= Alfonso Barrera Valverde =

Ecuadorian writer and diplomat

Alfonso Barrera Valverde (29 March 1929 – 6 September 2013) was an Ecuadorian writer and diplomat. He was born in Ambato in 1929, the sixth of seven siblings. The family moved to Quito, where the young Alfonso studied at the Colegio La Salle and then at the Central University of Ecuador. He also did postgraduate studies at Harvard University.

Starting his career at the foreign ministry, he rose to be ambassador to the Dominican Republic, then under the dictatorship of Leonidas Trujillo. He also served as Ecuador's ambassador to Spain, Canada, Germany and Argentina.

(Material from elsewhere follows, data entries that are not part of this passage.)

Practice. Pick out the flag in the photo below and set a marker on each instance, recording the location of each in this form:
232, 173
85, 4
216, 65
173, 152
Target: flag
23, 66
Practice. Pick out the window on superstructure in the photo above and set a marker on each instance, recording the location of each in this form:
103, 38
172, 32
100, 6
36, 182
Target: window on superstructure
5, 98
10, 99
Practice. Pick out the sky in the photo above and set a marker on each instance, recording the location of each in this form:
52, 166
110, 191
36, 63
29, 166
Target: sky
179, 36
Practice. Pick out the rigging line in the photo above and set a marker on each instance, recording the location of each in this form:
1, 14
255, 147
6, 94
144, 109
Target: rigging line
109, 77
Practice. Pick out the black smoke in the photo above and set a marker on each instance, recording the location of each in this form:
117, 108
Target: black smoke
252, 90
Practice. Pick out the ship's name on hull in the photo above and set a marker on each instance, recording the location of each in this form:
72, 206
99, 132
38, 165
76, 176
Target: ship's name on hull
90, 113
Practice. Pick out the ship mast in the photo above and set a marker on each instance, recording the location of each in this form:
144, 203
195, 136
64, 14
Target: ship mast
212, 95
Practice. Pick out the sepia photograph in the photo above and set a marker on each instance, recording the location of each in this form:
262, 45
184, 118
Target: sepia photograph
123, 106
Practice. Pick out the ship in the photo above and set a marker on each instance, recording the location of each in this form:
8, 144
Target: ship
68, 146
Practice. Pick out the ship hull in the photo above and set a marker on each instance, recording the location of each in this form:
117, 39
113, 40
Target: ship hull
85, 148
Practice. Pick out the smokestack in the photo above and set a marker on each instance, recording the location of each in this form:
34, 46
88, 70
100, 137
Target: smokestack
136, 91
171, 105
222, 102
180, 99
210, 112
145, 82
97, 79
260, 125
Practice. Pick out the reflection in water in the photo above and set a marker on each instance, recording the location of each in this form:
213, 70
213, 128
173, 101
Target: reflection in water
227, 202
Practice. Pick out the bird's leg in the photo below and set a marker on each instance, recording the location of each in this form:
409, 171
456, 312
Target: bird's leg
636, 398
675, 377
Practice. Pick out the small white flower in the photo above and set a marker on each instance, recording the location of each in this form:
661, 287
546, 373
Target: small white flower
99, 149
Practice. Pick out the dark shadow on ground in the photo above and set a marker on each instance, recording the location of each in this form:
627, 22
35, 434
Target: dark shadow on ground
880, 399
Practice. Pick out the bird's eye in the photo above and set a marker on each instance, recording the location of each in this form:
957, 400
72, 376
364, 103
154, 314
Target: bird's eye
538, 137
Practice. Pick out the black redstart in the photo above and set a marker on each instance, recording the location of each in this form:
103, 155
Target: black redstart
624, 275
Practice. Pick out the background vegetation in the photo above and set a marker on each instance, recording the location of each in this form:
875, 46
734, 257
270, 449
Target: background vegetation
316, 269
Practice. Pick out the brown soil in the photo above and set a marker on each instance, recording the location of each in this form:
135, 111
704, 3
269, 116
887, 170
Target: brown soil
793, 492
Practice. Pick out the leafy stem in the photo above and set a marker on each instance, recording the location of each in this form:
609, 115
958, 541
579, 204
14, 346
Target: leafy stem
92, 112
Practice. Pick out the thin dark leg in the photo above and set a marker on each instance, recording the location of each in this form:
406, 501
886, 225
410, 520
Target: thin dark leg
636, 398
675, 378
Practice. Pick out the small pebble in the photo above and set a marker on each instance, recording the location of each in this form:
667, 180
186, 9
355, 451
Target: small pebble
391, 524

In 1980, he was appointed Minister of Foreign Affairs by President Jaime Roldós Aguilera. He was minister during the 1981 Paquisha incident on the Peruvian border. He turned down an offer to run for president, concentrating on the ministry where he spent a total of 49 years.

As a writer of fiction, poetry and non-fiction, he was regarded as a writer of national importance. Some of his notable works include his account of the Paquisha conflict, Hombres de paz en lucha (1982), the children's novel El país de Manuelito (1984) and Sancho Panza en América (2006).

He died on 6 September 2013 at the age of 84.